Da es das Ziel des Kundalini Yoga ist, die Lebensenergie (Kundalini) in allen Chakren (Energiezentren im Körper, denen bestimmte Bewusstseinsebenen zugeordnet sind) frei fließen zu lassen, führt diese YOGA-Praxis nicht ins "Einsiedlertum", sondern mitten hinein ins echte Leben. Sie hilft, den Alltag mit Gelassenheit und Flexibilität zu meistern

Hatha Yoga
Hatha bedeutet Kraft oder Ausdauer. Hatha Yoga ist der Überbegriff für körperbezogene Übungen. Diese Form ist im Westen am bekanntesten und hat, wenn sie klassisch praktiziert wird, einen ganzheitlichen Ansatz.

Sowohl Körperübungen (Asanas), Atemtechniken (Pranayamas), Tiefenentspannung (Savasana) und Meditation gehören dazu. Dieser Stil verfolgt eine praktische Herangehensweise und bringt viel Energie sowie Stressbewältigung und Ausgeglichenheit mit sich. Die Yogastunden sind eher von langsamen und entspannten Übungen geprägt und somit eine gute Möglichkeit, auch Anfängern einen Einstieg in die Welt des Yogas zu ermöglichen. Jede Stunde startet in der Regel in der Entspannungshaltung (Savasana) und dem Sonnengruß und beinhaltet verschiedene „Basis- Asanas“ wie Schulterstand, die Stellung des Kindes oder dem Fisch.

Auch bei dieser Yoga Tradition geht es darum, seine Ressourcen zu erkennen, um so wieder Zugang zur Gelassenheit und innerer Zufriedenheit zu finden.

Was ist der Unterschied zwischen Kundalini Yoga und Hatha Yoga?
Kundalini Yoga, wie es durch Yogi Bhajan gelehrt wird, umfasst viele verschiedene Bereiche, zu denen u.a. Asanas und Kriyas (Körperübungen und Übungsreihen) gehören. Die Übungen im Kundalini Yoga sind im allgemeinen dynamischer als im Hatha Yoga und sie sind immer mit Atemführung, innerer Konzentration und dem Gebrauch eines Mantras (Meditationswörter) verbunden. Sie werden in fest vorgegebener Reihenfolge angeleitet, die darauf angelegt ist, eine optimale und spezifische Wirkung zu erzielen.
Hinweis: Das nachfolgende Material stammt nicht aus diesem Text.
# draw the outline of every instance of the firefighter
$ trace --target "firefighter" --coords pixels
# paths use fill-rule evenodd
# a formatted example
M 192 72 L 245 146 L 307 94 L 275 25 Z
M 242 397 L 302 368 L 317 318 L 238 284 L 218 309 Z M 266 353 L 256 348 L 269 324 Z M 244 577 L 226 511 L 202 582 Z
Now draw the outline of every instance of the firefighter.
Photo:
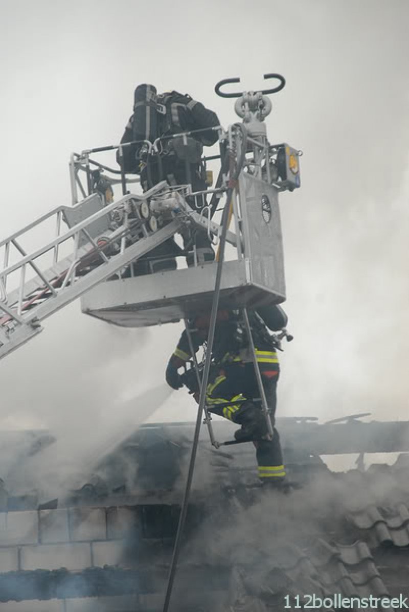
M 133 113 L 125 129 L 121 143 L 147 140 L 154 142 L 158 138 L 159 150 L 149 152 L 146 144 L 133 144 L 123 149 L 123 166 L 127 173 L 140 175 L 143 191 L 167 181 L 170 185 L 190 184 L 192 192 L 206 189 L 206 176 L 201 162 L 203 145 L 217 142 L 218 132 L 212 129 L 220 125 L 213 111 L 190 95 L 177 91 L 157 94 L 154 86 L 139 85 L 135 91 Z M 184 138 L 175 135 L 192 130 L 202 130 Z M 117 160 L 121 165 L 118 154 Z M 197 209 L 206 203 L 200 198 L 187 198 L 192 207 Z M 182 234 L 188 266 L 193 264 L 193 248 L 195 246 L 198 264 L 214 260 L 214 252 L 207 234 L 195 231 L 194 235 Z M 172 270 L 177 267 L 174 257 L 181 252 L 173 239 L 141 259 L 135 273 L 147 274 L 159 270 Z
M 283 327 L 287 322 L 285 313 L 280 307 L 272 308 L 276 311 L 275 319 L 280 321 L 280 327 L 277 329 Z M 277 384 L 280 373 L 276 348 L 258 313 L 249 311 L 249 319 L 256 357 L 274 426 Z M 192 321 L 191 338 L 195 352 L 207 339 L 209 323 L 208 315 L 198 316 Z M 181 375 L 178 372 L 190 356 L 185 330 L 168 364 L 166 380 L 174 389 L 186 384 L 197 400 L 198 389 L 195 377 Z M 256 448 L 258 477 L 261 482 L 285 489 L 287 485 L 279 433 L 274 427 L 272 439 L 269 439 L 267 437 L 268 429 L 264 414 L 260 402 L 255 401 L 259 397 L 260 390 L 248 340 L 238 315 L 232 311 L 220 310 L 212 351 L 211 374 L 206 389 L 206 405 L 211 412 L 241 425 L 235 433 L 236 440 L 253 441 Z

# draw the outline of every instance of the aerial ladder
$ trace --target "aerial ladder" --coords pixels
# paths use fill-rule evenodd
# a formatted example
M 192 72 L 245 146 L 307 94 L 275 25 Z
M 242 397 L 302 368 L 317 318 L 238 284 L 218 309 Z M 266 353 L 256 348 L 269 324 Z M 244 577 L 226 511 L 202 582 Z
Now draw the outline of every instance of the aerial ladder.
M 272 110 L 268 96 L 282 89 L 285 81 L 279 74 L 264 76 L 277 80 L 278 84 L 233 92 L 225 86 L 239 79 L 228 78 L 216 86 L 220 97 L 235 99 L 235 110 L 242 121 L 226 130 L 214 128 L 220 152 L 201 160 L 204 171 L 220 160 L 212 188 L 192 192 L 189 184 L 171 186 L 163 181 L 136 193 L 134 176 L 110 168 L 96 157 L 118 150 L 121 159 L 126 147 L 140 141 L 86 149 L 71 155 L 72 206 L 54 209 L 0 242 L 0 359 L 42 331 L 45 319 L 78 297 L 83 313 L 122 327 L 184 319 L 189 337 L 189 320 L 198 312 L 211 310 L 201 367 L 193 359 L 200 397 L 164 612 L 169 605 L 203 414 L 212 444 L 216 447 L 222 444 L 215 439 L 205 399 L 219 308 L 241 313 L 268 435 L 273 435 L 247 309 L 285 300 L 278 194 L 300 186 L 302 152 L 285 143 L 269 143 L 265 122 Z M 194 135 L 186 132 L 170 137 L 184 141 Z M 161 150 L 162 140 L 143 141 L 148 154 Z M 116 185 L 122 193 L 114 199 Z M 193 244 L 193 266 L 133 275 L 135 261 L 182 231 L 206 232 L 217 245 L 215 262 L 199 265 Z M 49 239 L 29 252 L 25 243 L 29 244 L 33 232 L 42 236 L 48 232 Z M 227 244 L 230 250 L 225 257 Z M 285 337 L 290 339 L 283 330 L 277 341 Z

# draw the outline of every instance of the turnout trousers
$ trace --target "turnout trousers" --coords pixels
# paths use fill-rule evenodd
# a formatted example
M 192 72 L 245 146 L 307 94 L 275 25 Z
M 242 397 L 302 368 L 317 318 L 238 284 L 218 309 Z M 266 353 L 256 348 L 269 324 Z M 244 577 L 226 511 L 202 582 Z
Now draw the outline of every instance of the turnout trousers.
M 274 357 L 275 356 L 275 357 Z M 278 359 L 275 351 L 259 351 L 256 356 L 260 369 L 263 386 L 274 427 L 272 439 L 258 439 L 253 442 L 258 466 L 258 477 L 263 482 L 279 483 L 285 477 L 280 436 L 274 425 L 277 406 L 277 383 L 279 376 Z M 206 389 L 206 403 L 211 412 L 242 424 L 252 419 L 260 420 L 261 403 L 260 391 L 253 363 L 235 361 L 221 365 L 213 375 L 212 382 Z M 226 401 L 231 403 L 226 404 Z M 263 424 L 264 425 L 264 424 Z M 266 433 L 266 426 L 264 433 Z

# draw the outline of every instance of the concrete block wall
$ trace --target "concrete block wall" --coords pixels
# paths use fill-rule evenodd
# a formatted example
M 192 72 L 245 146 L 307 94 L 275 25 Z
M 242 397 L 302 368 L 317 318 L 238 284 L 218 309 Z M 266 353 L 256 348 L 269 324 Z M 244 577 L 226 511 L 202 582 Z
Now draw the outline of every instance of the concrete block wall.
M 138 606 L 136 595 L 126 595 L 0 602 L 0 612 L 135 612 Z
M 137 507 L 0 513 L 0 573 L 121 565 L 141 516 Z

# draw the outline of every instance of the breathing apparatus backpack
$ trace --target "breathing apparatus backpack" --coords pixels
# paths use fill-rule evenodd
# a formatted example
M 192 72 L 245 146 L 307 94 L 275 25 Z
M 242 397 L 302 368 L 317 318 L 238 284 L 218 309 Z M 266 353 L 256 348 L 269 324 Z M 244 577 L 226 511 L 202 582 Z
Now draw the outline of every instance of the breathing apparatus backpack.
M 172 136 L 194 128 L 189 107 L 192 99 L 177 91 L 158 95 L 156 88 L 143 83 L 138 85 L 133 96 L 132 118 L 133 140 L 149 140 Z M 191 136 L 165 139 L 160 143 L 160 152 L 174 154 L 179 160 L 198 163 L 203 152 L 201 143 Z M 141 145 L 137 157 L 143 159 L 148 147 Z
Nach der Entspannungsphase gehört als Fortsetzung der Körperübungen auf anderer Ebene eine Meditationsübung zu jeder Unterrichtseinheit. Hier spielen Mantras eine zentrale Rolle, ebenso aber auch Mudras (spezielle Finger- und Armhaltungen) sowie innere oder äußere Konzentrationspunkte. Extreme Beugungen, Drehungen und Spreizungen, sowie Kopfstand und Übungen mit Hilfsmitteln gehören nicht zum Kundalini Yoga.